But when he pushes it toward me, I still don’t take it, so he rolls it up and puts it into my bag. I stay stubbornly silent but leave it there.
“I don’t know if you want it, but I brought you this.” He holds out the penknife his papa gave him for his last birthday. “It’ll come in handy, and you’ll need it more than me, and I sharpened some sticks for you, just in case you need weapons.”
I reluctantly take his offerings, but my furious disappointment glows like a burning coal at the back of my throat and all I can do is shrug like I don’t care anymore.
His face is rigid, as though he’s trying hard to keep his feelings from spilling out. “I put a blanket in the cart to make it softer … I’ll be back in an hour or so and I’ll make sure you get away once we’re in Sonahaar. You’ll do it, Asha; you’re strong. Remember it’s written in your lines.”

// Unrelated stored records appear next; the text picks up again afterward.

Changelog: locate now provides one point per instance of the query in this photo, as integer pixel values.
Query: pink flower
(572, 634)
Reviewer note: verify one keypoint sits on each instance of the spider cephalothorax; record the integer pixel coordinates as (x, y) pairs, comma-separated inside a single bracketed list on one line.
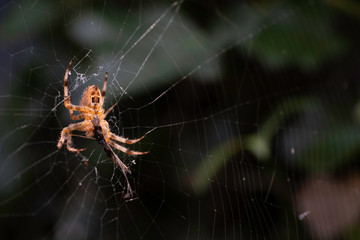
[(94, 124)]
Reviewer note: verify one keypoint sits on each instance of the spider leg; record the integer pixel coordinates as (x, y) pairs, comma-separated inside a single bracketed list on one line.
[(66, 135), (125, 140), (125, 150), (107, 111), (67, 100), (104, 87)]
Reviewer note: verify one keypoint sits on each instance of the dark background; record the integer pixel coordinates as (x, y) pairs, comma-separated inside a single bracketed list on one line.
[(251, 108)]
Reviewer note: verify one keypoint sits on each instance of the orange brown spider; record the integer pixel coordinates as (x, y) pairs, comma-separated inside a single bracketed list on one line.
[(94, 124)]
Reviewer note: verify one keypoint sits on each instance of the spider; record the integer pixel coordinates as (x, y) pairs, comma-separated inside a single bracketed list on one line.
[(94, 124)]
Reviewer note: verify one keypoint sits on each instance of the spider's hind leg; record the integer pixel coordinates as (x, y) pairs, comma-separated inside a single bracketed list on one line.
[(66, 136)]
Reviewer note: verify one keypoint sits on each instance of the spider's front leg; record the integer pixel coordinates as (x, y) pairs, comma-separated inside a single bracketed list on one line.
[(66, 135)]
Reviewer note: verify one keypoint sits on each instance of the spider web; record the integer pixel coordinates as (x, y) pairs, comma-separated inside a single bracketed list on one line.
[(250, 112)]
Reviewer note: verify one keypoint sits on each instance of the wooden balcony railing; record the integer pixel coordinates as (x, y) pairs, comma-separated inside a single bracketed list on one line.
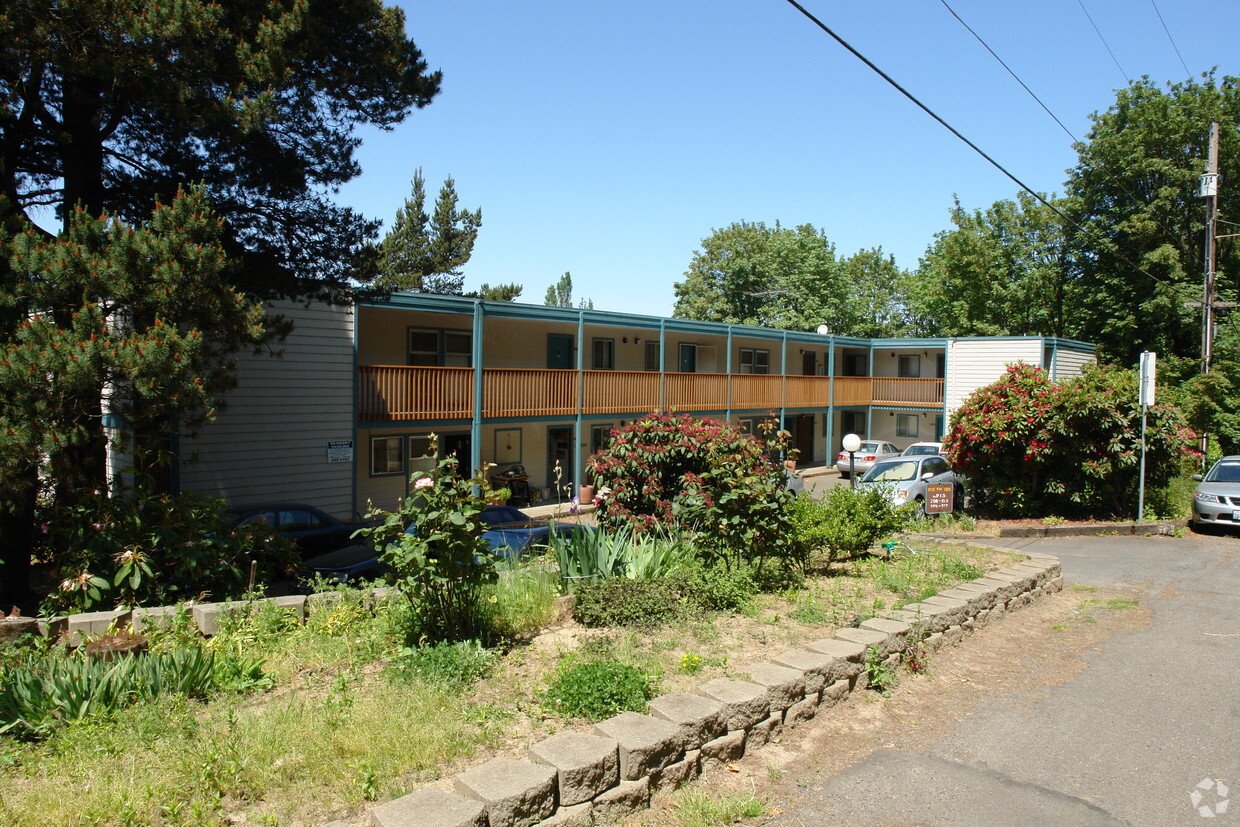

He leaves me alone, surrounded by the vast night sky. Part of me wants to follow him, run home as fast as I can, wake Ma up and tell her how much I love her. I only wish he’d turn back, call and tell me he’s changed his mind, but he’s gone and I only hear the chilly mountain wind whistling down the valley.
The village houses down in the hollow cling to each other in the ash-gray light, shadowy ghostlike figures shrouded in the heavy mist.
I’m not sure I believe any of Chitragupta’s predictions now … it’s just me, no one else.
My insides are jangling with nerves, but I’m doing what Ma told me to, working things out for myself, making my own decisions. I grasp my pendant and sense its energy and rhythm releasing an invisible force, as if I’m reaching back across time, touching ancient spirits.
I find my words again at last and they fly from the embers, like a phoenix rising, filled with renewed strength.
I shake my hair free and feel the icy breeze blowing it back. “I’m Asha, with the mountain-green eyes,” I howl. “I’ll ride like the fearless warrior goddess Durga on the back of an amber-striped tiger, shooting flame-hot arrows, unleashing my anger against injustice. I will bring my papa home.”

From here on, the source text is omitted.